There are multitudes of reason why this shift is occurring but the primary reason is due to the simple fact that pensions are unsustainable.
Pension had their hay day in the 1960s but began to fail opening the door for the government to enter the picture.
The truth is, pensions have been struggling to keep their head above water ever since and outside of government are no longer viable.
The point is that at one time pensions were as common as 401k’s are today but times are changing and if you have a pension there are things you should consider to protect yourself from a financial crisis.
Whether you are drawing a pension now or are planning to draw from one in your retirement, what I will share in this podcast may impact your future benefits.

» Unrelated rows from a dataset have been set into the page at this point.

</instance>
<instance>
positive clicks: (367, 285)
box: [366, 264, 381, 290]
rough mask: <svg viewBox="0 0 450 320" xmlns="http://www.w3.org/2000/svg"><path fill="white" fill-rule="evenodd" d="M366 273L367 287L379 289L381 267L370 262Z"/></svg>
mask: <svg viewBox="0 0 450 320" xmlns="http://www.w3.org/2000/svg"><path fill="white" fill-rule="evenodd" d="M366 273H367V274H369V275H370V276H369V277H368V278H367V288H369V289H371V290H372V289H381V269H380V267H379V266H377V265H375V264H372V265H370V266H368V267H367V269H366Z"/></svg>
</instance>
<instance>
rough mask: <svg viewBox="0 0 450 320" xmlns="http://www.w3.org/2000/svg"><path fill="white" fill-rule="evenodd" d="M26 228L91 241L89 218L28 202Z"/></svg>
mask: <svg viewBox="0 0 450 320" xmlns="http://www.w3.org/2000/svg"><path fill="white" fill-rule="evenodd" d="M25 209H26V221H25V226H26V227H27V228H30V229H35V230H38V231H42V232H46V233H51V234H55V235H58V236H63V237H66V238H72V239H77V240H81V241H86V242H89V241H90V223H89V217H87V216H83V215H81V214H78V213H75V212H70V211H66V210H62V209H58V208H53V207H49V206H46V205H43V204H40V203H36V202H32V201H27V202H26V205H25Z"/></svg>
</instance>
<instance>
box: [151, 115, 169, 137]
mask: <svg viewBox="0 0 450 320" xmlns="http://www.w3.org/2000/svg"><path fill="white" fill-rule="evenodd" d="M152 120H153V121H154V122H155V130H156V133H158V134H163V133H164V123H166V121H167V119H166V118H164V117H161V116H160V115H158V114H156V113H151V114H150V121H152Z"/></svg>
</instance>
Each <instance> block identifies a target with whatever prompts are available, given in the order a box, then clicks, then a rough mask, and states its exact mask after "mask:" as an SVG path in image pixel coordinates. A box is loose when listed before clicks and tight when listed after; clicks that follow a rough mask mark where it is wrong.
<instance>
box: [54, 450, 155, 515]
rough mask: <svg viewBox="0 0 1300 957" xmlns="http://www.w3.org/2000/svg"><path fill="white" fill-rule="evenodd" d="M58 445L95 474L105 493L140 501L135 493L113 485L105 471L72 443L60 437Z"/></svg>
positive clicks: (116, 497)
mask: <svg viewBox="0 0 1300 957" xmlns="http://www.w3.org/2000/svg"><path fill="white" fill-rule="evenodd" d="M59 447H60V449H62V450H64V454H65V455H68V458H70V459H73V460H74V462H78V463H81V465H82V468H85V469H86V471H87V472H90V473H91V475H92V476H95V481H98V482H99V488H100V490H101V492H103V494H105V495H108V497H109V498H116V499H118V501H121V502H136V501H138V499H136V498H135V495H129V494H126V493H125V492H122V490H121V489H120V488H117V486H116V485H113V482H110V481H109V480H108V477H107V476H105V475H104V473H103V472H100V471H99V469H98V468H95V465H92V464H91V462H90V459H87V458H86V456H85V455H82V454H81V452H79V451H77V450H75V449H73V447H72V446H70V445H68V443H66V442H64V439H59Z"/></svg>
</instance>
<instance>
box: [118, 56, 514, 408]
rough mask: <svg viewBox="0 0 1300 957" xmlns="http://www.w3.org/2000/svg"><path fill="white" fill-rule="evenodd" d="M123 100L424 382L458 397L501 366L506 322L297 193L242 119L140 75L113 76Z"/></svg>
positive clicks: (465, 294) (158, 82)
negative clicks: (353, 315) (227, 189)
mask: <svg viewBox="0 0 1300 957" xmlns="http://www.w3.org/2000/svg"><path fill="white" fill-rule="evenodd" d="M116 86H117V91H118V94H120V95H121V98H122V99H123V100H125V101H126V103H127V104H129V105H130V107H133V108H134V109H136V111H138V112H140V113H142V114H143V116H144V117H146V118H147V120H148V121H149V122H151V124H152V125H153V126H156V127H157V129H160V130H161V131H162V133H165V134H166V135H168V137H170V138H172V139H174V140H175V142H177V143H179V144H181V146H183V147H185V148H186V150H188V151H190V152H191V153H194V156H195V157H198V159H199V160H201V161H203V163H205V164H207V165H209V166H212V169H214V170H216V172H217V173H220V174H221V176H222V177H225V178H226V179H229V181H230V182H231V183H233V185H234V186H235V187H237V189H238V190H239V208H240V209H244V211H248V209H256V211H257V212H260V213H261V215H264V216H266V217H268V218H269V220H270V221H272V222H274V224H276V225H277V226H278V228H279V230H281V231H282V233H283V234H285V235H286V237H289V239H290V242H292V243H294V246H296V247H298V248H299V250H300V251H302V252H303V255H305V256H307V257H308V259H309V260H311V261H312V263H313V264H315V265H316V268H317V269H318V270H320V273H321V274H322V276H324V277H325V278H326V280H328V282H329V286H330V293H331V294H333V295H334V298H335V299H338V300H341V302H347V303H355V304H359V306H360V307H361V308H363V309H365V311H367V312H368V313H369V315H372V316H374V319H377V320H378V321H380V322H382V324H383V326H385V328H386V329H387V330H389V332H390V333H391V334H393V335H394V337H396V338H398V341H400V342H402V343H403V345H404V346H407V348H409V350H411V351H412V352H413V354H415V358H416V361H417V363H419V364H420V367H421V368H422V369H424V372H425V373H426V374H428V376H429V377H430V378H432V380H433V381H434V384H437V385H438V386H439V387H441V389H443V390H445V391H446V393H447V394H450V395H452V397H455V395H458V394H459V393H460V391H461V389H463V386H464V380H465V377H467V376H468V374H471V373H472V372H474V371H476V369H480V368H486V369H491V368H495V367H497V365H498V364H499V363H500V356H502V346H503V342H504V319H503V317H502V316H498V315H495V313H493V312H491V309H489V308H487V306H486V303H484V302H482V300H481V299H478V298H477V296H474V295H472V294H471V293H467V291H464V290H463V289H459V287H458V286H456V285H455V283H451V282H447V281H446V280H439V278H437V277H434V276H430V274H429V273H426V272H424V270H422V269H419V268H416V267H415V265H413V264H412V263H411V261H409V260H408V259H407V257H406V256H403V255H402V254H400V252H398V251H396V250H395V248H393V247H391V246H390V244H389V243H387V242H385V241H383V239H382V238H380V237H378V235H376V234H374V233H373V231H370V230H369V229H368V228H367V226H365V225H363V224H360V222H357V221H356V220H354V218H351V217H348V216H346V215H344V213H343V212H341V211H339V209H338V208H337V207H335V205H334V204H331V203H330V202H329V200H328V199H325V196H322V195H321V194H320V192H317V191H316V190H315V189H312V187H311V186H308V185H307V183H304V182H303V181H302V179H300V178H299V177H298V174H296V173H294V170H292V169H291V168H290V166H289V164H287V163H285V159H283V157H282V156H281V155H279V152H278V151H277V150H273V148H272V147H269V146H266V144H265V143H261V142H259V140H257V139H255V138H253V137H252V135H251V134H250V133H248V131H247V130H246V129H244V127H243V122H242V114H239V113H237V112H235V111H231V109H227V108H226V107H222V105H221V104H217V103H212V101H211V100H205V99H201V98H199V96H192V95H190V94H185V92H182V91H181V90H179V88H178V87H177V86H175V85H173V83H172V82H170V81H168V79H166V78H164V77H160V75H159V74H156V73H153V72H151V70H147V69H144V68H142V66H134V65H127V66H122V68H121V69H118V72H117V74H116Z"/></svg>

According to heritage.org, The Pension Benefit Guaranteed Corporation (PBGC), which is similar to the FDIC, did a study and found that for somebody that is promised $24,000 a year in pension benefits, they are insured up to $12,870.
The problem with these insurance plans for pensions is the same problem we have with the FDIC. The FDIC has around $25 billion in reserves, but there’s $9.3 trillion sitting in banks. The insurance cannot cover all the liabilities that exist.
The same thing is true with PBGC. The promise of insurance benefits is not mathematically supported. If PBGC goes insolvent, that $12,870 promise is really only able to cover $1,500 under the insurance benefit.
The concern here is that when you retire and you’re counting on a pension as part of your income, and the system defaults, what do you do?
Studies show that back in 2008 the projected deficit for pensions was $5 million and in 2014, it was $42 billion. From 2008 to 2014 it went from a $500 million deficit projection to a $42 billion deficit.
All of this makes a strong case for accepting lump sum options when they are offered to move the control of your future benefits into your hands.